Gość serwisu pisze:
Panie Rektorze, Jaki jest sens rekrutacji na zaoczną magisterkę po godzinie rejestracji? Czy uczelnia nie powinna celować w osoby najlepiej przygotowane do studiowania na magisterce? Czy wybieramy specjalistę z najszybszą myszką/Internetem/komputerem? Studenci zaoczni również powinni brać udzial w teście lub powinna być brana pod uwaga średnia? Dlaczego? Dlatego, że jest więcej chętnych niż miejsc do studiowania, to dlaczego nie? Potem nasi absolwenci nie reprezentują dużo bo np. na Zaawansowana Rachunkowość Finansową zgłaszają się bez wiedzy z Rachunkowości na 1 roku licenecjatu.
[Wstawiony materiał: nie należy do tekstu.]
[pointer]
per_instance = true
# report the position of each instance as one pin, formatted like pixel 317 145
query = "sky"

To właśnie sprawia, że poziom tej magisterki jest tak niski… Nauczyciele muszą tłumaczyć na prawdę proste rzeczy „bo są osoby po różnych kierunkach”. A osoby po SGH robią sobie powtórkę ze studiów licencjackich, farsa.
Odpowiedź:

Zgodnie z uchwałą rekrutacyjną (US 741 z dnia 20 zcerwca 2020 r. ze zmianami) par. 33 mówi, że cyt.: „Przyjęcie na studia niestacjonarne drugiego stopnia w języku polskim oraz stacjonarne drugiego stopnia w języku angielskim następuje na podstawie rejestracji w ISR i weryfikacji złożonych dokumentów. W przypadku większej liczby kandydatów niż miejsc o przyjęciu decyduje kolejność zgłoszeń, ustalona wg daty i godziny wyboru (z dokładnością co do sekundy) w ISR poziomu studiów”. Trudno jest się odnieść do podnoszonych przez Pana przykładów bez zbadania każdego przypadku indywidualnie. Natomiast zachęcam do śledzenia naszej strony na wypadek zmian w nadchodzących rekrutacjach na studia niestacjonarne II stopnia.